Güneş’in ömrünün sonunda neler olacağını açıklayan modellerle tutarlı olan bu bulgular, Samanyolu galaksisinin son günlerinde yaşanacaklar hakkında daha ayrıntılı tahminler oluşturulabilmesi adına örnek veri sağlıyor.

MIT Kavli Astrofizik ve Uzay Araştırmaları Enstitüsü’nden astrofizikçi Kishalay De ‘‘Dünya’nın geleceğini görüyoruz’’ diyor. ‘‘Güneş Dünya’yı yutarken başka bir uygarlık bizi 10 bin ışık yılı uzaktan gözlemliyor olsaydı, aynı şekilde Güneş’in aniden parladığını, sonra etrafında toz oluşturduğunu ve eski hâline döndüğünü görürlerdi.’’

Güneş gibi bir yıldızın ölümü oldukça vahşi bir süreç. Samanyolu’ndaki diğer yıldızların yaşamlarının çeşitli aşamalarındaki gözlemleri, bize bu sürecin nasıl işlediğini gösterdi.

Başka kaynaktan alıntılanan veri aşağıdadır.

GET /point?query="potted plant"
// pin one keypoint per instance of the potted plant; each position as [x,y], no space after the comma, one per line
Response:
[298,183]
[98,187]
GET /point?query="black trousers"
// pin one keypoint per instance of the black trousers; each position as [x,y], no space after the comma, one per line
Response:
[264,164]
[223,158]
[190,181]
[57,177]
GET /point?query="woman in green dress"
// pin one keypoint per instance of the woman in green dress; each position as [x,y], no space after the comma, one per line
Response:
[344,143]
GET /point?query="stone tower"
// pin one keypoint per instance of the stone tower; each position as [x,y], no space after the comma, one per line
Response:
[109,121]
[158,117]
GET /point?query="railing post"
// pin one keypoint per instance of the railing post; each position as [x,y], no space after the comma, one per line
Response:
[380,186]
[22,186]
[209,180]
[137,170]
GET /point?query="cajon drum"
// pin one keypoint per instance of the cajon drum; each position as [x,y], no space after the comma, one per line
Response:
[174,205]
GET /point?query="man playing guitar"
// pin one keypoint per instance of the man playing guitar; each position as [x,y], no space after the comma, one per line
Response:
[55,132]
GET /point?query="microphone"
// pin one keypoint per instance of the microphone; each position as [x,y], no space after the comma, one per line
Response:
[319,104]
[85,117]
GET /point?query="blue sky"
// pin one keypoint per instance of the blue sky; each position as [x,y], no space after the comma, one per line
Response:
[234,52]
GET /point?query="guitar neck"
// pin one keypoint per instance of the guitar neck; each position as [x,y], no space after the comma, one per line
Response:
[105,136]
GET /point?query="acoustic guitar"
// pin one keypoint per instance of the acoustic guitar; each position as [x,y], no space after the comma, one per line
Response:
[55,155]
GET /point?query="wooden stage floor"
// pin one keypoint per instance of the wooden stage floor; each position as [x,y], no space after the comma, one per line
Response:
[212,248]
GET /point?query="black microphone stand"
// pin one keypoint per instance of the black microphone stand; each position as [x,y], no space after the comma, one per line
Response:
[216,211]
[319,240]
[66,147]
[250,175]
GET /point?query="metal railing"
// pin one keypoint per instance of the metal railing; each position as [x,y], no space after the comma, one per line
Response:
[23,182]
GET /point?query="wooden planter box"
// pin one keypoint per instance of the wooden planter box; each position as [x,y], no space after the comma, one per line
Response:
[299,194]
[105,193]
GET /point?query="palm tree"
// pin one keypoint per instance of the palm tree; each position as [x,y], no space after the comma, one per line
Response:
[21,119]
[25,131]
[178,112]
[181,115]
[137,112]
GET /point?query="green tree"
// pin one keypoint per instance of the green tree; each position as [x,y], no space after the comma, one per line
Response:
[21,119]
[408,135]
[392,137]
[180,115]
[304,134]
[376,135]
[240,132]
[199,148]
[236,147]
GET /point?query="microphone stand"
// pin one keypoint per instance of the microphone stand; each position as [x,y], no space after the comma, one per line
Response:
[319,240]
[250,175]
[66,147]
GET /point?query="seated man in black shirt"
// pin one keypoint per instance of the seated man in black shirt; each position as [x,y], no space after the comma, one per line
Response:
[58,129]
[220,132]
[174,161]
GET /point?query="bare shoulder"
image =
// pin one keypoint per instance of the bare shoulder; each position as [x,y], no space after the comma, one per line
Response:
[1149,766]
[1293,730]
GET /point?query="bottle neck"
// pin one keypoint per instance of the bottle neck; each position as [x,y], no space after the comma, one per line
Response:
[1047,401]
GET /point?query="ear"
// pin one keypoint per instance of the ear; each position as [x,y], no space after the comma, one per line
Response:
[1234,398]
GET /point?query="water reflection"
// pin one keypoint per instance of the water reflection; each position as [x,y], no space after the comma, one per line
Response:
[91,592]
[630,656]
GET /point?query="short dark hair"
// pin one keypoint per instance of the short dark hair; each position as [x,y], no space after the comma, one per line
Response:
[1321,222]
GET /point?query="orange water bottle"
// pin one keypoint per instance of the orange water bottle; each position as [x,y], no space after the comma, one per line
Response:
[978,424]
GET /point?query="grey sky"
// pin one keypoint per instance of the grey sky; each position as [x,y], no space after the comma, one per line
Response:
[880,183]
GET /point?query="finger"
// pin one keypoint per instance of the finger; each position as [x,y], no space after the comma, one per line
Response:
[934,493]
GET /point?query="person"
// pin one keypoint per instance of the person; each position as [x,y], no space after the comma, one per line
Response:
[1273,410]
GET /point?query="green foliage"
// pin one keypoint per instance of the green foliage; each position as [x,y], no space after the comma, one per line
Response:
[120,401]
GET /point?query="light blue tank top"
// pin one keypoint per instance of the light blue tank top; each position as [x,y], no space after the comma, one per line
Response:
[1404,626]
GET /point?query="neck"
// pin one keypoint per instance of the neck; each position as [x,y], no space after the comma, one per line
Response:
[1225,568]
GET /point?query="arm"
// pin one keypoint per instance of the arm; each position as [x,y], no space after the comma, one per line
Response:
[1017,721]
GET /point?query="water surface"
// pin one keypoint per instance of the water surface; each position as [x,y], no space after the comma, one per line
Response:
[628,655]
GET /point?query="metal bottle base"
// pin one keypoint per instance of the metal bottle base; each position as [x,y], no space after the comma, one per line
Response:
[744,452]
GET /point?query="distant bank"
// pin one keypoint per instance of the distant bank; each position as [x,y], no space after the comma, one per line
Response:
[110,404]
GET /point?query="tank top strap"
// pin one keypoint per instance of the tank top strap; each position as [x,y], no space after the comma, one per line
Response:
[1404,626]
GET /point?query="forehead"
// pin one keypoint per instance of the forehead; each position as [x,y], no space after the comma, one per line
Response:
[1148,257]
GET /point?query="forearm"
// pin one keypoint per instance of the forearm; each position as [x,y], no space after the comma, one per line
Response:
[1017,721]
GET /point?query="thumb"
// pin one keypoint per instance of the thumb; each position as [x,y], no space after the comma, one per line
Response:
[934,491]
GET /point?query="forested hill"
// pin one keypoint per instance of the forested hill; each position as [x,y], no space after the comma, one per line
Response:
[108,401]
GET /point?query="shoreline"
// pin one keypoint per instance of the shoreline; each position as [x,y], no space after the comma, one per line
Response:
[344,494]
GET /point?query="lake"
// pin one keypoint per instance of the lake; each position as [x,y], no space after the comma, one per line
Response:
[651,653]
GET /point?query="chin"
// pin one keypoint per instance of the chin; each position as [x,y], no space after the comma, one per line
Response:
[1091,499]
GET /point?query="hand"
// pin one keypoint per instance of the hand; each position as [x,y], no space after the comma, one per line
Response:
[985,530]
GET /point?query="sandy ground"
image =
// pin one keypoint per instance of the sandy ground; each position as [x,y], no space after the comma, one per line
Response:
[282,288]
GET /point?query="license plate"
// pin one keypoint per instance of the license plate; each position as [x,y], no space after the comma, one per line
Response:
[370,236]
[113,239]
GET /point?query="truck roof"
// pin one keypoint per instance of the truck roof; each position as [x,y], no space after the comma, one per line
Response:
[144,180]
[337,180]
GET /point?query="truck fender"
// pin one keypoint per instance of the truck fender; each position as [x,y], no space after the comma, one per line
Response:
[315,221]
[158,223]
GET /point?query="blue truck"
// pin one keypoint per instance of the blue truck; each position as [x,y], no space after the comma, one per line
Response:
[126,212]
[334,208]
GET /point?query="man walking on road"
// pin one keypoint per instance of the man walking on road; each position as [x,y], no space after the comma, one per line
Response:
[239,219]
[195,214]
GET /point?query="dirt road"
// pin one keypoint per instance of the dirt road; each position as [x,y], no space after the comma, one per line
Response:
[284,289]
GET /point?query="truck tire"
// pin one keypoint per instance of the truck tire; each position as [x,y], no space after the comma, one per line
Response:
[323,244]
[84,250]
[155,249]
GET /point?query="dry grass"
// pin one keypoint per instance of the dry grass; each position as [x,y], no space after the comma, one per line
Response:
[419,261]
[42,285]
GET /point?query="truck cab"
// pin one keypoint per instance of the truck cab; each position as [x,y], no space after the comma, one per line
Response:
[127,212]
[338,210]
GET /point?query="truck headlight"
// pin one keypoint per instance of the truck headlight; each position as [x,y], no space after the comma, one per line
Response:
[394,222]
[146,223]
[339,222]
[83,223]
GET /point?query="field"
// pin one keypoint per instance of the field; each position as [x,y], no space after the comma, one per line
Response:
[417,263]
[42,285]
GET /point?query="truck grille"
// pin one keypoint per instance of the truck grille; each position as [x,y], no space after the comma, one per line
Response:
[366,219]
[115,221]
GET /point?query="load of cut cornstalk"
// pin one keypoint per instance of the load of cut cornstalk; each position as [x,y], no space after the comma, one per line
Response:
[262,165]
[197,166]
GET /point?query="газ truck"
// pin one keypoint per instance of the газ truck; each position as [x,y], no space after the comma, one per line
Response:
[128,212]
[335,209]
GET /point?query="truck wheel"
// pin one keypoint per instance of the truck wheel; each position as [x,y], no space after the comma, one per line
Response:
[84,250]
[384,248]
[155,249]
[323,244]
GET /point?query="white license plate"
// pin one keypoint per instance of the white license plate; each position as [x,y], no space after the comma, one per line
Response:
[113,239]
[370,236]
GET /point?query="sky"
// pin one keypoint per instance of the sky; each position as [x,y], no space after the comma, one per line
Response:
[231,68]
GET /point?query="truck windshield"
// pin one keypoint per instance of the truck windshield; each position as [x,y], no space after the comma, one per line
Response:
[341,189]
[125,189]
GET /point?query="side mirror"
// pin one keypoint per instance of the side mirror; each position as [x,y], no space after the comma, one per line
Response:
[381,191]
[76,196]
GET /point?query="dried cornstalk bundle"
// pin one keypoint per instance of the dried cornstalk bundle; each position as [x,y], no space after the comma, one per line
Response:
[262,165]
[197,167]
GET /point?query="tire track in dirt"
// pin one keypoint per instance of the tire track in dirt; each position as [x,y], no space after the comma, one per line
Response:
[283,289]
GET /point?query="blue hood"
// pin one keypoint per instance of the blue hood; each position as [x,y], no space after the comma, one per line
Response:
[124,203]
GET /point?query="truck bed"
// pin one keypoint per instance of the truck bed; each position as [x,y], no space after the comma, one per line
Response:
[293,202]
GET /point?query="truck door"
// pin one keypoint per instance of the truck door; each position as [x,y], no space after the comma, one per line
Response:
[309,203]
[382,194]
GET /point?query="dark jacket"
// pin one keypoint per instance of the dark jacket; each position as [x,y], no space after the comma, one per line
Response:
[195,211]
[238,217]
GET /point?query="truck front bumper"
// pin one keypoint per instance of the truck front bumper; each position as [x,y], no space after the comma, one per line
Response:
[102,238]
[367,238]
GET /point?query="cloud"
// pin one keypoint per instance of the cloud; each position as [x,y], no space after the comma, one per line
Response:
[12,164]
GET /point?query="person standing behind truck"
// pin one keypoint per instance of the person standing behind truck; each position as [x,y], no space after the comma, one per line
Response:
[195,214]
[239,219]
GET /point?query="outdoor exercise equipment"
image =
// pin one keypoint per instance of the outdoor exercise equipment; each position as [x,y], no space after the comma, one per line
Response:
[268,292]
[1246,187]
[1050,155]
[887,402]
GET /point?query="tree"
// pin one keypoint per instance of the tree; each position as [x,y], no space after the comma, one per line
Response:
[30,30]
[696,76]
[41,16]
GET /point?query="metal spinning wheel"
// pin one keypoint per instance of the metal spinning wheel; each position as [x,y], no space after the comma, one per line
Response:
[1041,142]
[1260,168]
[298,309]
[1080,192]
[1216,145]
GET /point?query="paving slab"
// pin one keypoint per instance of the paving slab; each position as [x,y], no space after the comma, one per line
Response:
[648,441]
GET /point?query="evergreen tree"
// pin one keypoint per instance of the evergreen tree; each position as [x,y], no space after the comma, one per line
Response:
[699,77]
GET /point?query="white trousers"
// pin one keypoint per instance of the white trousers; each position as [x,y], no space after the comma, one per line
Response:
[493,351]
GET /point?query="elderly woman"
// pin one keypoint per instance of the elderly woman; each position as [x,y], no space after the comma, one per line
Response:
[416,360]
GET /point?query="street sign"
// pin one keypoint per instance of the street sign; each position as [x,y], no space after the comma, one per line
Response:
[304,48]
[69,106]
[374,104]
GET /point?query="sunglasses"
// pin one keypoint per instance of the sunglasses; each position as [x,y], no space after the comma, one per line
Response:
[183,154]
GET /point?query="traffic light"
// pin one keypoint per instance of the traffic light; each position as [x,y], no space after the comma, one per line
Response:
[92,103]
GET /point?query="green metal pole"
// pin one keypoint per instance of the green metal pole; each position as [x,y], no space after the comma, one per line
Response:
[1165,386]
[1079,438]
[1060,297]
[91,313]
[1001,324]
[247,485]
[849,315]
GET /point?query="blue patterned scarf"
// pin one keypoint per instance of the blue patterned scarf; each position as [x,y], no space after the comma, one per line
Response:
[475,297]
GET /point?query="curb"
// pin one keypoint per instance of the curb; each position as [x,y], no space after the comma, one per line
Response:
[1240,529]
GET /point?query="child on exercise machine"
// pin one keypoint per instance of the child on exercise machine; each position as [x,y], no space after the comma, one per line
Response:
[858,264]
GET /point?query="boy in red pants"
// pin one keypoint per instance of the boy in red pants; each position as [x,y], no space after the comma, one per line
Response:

Yıldızın çekirdeğinde yakacak hidrojen yakıtı tükendikçe, füzyonun dışa doğru basıncı ile yerçekiminin içe doğru basıncı arasındaki hassas denge çözülmeye başlıyor.

Çekirdek sıkışıyor ve yıldızın dış katmanlarından merkeze doğru daha fazla hidrojen taşınarak çekirdeğin etrafındaki kabukta yoğunlaşıyor. Isı ve basınç nedeniyle, bu hidrojen kabuğu kaynaşmaya başlıyor ve yıldızın dış katmanlarını yüzlerce kat şişiren ekstra ısı üretiyor. Ancak eskisinden daha zayıf olan dış katmanlar spektrumun daha kırmızı ucuna doğru soğuyor ve bunun sonucunda kırmızı dev olarak bilinen fenomen meydana geliyor.

Yıldız bu genişleme süresince yoluna çıkan her şeyi yutuyor. Güneş Sistemi’nde bu sürecin birkaç milyar yıl içinde gerçekleşmesi ve Güneş’in Mars’ın yörüngesine kadar genişleyerek Merkür, Venüs ve Dünya’yı yutması bekleniyor.

Büyük bulmaca

Aslında De ve meslektaşları, gezegenlerini yutan bir yıldız aramak için yola çıkmamıştı. Bunun yerine De, gökyüzünü optik ve kızılötesi dalga boylarında inceleyen Zwicky Geçici Tesisi tarafından toplanan verileri tarayarak, birbirlerine malzeme yutacak kadar yakın yörüngelerde bulunan ve ışık patlamaları yaratan çift yıldızları arıyordu. Ancak buldukları tamamen başka bir şeydi.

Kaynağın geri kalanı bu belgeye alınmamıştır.